Lupa dan Derita

Setiap kelas menulis, biasanya ada tugas kecil yang saya minta dikerjakan diawal. Setiap peserta menonton apapun, visual, baik film, berita, tayangan flora, fauna, dan apapun yang bisa dijelaskan pada kesempatan yang lain. Lalu untuk setiap …

Setiap kelas menulis, biasanya ada tugas kecil yang saya minta dikerjakan diawal. Setiap peserta menonton apapun, visual, baik film, berita, tayangan flora, fauna, dan apapun yang bisa dijelaskan pada kesempatan yang lain. Lalu untuk setiap tontonan, saya minta mereka menulis dalam sepotong waktu. Misalnya tayangan flora durasi yang ditonton bisa jadi 30 menit, namun untuk laporan bisa saja yang dilaporkan hanya lima menit saja.

Pelajaran yang penting dari setiap sesi ini adalah pemahaman betapa dalam menjelaskan sesuatu, tidak bertumpu pada masing-masing hal saja. Untuk mengulas tentang flora yang ditonton, tidak cukup hanya dengan memahami apa yang terjadi dalam dunia binatang saja –berdasarkan apa yang ditonton—melainkan juga tentang bagaimana mereka akan menulis dengan baik

Problemnya ada pada titik kedua –menulis dengan baik apa yang ditonton. Kerja inilah yang tidak mampu diselesaikan dengan baik oleh semua semua peserta.

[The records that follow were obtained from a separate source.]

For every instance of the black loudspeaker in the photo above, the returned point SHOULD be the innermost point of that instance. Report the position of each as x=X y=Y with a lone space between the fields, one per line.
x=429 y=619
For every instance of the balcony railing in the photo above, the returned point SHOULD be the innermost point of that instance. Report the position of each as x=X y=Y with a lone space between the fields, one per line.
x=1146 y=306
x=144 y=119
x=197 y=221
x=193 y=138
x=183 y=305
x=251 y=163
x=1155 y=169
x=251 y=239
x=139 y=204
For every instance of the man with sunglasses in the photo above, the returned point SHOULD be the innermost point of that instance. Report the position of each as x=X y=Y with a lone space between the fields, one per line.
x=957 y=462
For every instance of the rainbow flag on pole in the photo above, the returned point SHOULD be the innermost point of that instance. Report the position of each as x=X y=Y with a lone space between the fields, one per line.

Seorang yang akan menulis, selalu harus menyadari dua hal yang saling terkait, bahwa menulis tidak hanya terbatas urusan substansi (apa yang mau ditulis), melainkan juga pada soal bagaimana tulis-menulis itu dilakukan (bagaimana mau ditulis). Keduanya berbeda dan saling dibutuhkan. Satu sama lain terkait erat. Seseorang yang hanya urus substansi, tidak akan jadi apa-apa jika tidak mau terlibat dalam urusan teknis bagaimana sesuatu itu ditulis.

Kedua hal di atas, secara langsung atau tidak, mustahil dipisahkan dari kondisi seseorang dengan karyanya. Ada dua pendapat berbeda. Kubu pertama beranggapan bahwa setiap tulisan atau karya, selalu lahir dari kondisi fisik dan jiwa penulisnya. Artinya bagaimana kondisi penulis akan menentukan karya yang dihasilkan. Kubu lainnya, beranggapan bahwa orang bisa membatasi diri dari karyanya. Tidak ada urusan bagaimana jiwa seseorang pada saat ia menulis, yang jelas semuanya bisa dihasilkan terlepas dari kondisi jiwa dan fisik penulis.

Saya cenderung pada kubu pertama. Saya ikut apa yang pernah diungkapkan Imam Ghazali, bahwa kondisi fisik seseorang selalu berhubungan dengan mental. Raga selalu berelasi dengan jiwa. Makanya seseorang yang secara fisik sehat, namun terganggu dengan berbagai pikiran, yang bersangkutan tidak bisa berbuat apa-apa. Banyak orang yang stamina kuat, namun jiwanya diganggu oleh urusan remeh-temeh, membuat yang bersangkutan akan terganggu.

Fisik tidak lelah jika didukung oleh jiwa yang bergelora semangat tinggi. Seperti syair perang yang digunakan sebagai semangat mereka yang berperang, sebagaimana dalam sejarah-sejarah perang. Ketika jiwa yang menggelorakan semangat ini, tidak terasa apapun selain menghasilkan sesuatu yang dibayangkan dari semangatnya itu.